I was trying on the drive to sort out my thoughts...seeing many birds on the tops of trees including an owl...when the silence was broken by some discussion of Jack's hiring someone coming up which I didn't follow- as I then tried to talk to him about how I liked reading Roger Ebert. I thought of him as an essayist extraordinaire. I remembered one essay I thought a lot about on death. It mirrors the way my daughter talks to me about death. You'll go read that link, yes? I can't argue against his view. He manages to try to argue it himself. For me the fear is in non existence. Which would render the all of this I suppose into a joke.
I just respect him, and to be honest I hadn't really thought of it quite that way, so it taught me something. Of course the beautiful writing-oh-it was somewhere to be today, sorting in my thoughts.
But then, as I said, I found Mom sprawled on the floor and I couldn't put anything together again from my Humpty Dumpty last few weeks. I can't debate educational policy, or talk about race, or think about where we go after death, or if anything matters. Mostly I made an omelet and listened to her talk about her book of Virginia mansions she's been looking for, and switched on my Edith Ann Lily Tomlin CD. Because Mom loved it, and she can't hear it- so I can laugh about the two thousand dollar ashtray from Pars Bar.

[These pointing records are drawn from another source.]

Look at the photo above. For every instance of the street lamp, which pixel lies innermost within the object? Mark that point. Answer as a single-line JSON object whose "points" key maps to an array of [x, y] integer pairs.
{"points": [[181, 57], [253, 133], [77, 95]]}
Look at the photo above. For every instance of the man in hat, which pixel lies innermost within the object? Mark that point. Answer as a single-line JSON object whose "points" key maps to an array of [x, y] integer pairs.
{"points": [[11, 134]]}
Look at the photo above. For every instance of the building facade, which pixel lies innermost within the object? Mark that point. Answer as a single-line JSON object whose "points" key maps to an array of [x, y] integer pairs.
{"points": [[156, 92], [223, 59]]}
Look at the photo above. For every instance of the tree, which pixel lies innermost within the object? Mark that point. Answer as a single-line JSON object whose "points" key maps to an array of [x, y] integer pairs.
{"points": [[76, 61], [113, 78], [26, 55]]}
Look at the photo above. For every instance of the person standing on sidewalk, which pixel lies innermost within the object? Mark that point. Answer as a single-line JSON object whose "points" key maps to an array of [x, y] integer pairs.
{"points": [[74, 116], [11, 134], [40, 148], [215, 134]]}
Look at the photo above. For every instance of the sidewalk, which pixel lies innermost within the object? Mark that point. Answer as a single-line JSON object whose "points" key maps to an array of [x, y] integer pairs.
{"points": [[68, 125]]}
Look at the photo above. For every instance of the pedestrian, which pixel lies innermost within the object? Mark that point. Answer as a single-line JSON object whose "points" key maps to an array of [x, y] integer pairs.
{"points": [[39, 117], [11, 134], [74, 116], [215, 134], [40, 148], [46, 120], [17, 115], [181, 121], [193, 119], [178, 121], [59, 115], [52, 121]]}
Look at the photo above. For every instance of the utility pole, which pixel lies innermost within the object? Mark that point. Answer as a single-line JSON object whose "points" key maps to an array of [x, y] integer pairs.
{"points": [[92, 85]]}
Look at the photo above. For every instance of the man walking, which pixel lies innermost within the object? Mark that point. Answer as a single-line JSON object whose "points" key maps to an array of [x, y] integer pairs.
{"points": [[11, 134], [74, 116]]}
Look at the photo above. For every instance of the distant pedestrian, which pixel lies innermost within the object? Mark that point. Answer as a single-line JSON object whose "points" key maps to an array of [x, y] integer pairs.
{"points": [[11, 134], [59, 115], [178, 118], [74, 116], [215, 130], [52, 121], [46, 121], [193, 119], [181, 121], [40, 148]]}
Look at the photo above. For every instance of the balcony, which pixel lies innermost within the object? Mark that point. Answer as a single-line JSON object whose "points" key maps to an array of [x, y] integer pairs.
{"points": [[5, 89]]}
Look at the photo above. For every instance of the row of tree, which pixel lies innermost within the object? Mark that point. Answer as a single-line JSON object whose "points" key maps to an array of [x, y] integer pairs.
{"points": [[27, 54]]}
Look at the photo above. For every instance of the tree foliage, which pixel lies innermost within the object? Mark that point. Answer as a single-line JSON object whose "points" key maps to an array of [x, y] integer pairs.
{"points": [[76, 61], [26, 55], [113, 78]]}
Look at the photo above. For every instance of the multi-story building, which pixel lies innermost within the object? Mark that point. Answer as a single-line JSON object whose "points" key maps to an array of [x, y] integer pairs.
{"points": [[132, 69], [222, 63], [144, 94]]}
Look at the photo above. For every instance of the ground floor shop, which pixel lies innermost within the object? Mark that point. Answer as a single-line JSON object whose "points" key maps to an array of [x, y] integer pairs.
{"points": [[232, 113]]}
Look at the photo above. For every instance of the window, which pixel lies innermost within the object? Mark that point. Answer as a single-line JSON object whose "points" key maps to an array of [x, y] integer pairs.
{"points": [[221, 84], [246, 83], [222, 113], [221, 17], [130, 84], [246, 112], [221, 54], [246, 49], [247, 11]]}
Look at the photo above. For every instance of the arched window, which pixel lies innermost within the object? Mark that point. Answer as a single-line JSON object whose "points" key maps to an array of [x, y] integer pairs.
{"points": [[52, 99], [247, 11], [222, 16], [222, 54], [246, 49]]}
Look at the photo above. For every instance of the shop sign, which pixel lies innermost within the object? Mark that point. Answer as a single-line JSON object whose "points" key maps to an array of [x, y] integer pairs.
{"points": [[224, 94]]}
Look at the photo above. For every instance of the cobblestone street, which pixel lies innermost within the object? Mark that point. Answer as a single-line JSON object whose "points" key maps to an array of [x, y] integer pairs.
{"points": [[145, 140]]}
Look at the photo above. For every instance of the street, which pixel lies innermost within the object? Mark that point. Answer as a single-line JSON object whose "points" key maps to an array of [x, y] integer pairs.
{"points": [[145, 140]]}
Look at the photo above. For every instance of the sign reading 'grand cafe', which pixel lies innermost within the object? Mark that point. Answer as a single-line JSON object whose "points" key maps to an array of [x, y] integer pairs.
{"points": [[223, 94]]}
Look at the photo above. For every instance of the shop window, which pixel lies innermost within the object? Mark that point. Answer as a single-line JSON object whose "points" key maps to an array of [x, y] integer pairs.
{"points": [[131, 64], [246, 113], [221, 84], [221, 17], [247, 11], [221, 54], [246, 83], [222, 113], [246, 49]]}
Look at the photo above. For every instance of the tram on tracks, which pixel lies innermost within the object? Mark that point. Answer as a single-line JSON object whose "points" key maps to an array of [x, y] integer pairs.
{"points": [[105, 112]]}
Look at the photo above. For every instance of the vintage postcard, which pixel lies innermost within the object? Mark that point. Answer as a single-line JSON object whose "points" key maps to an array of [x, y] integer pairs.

When no one was looking today I gave 100 bucks to an overweight homeless woman who needed a bath and a home. She'll probably know neither. When I went outside with hurt feelings I also was trying to catch her -so I wasn't caught by the eyes that are on me and not so approving of my white guilt. She reminded me of the dichotomy we allow in this world.
I think that maybe she could be any of us. Well she is us. But for luck and turns of circumstance.
She wasn't begging, she was just going down the street- but she was appreciative giving me a hug.
I don't even know why that got into this wandering piece.
I'm waiting on a load of wash to finish. The day has been one with many references, thoughts, ends, bits, pieces. As you see.
But I liked reading Ebert-saying that being kind was something to live by.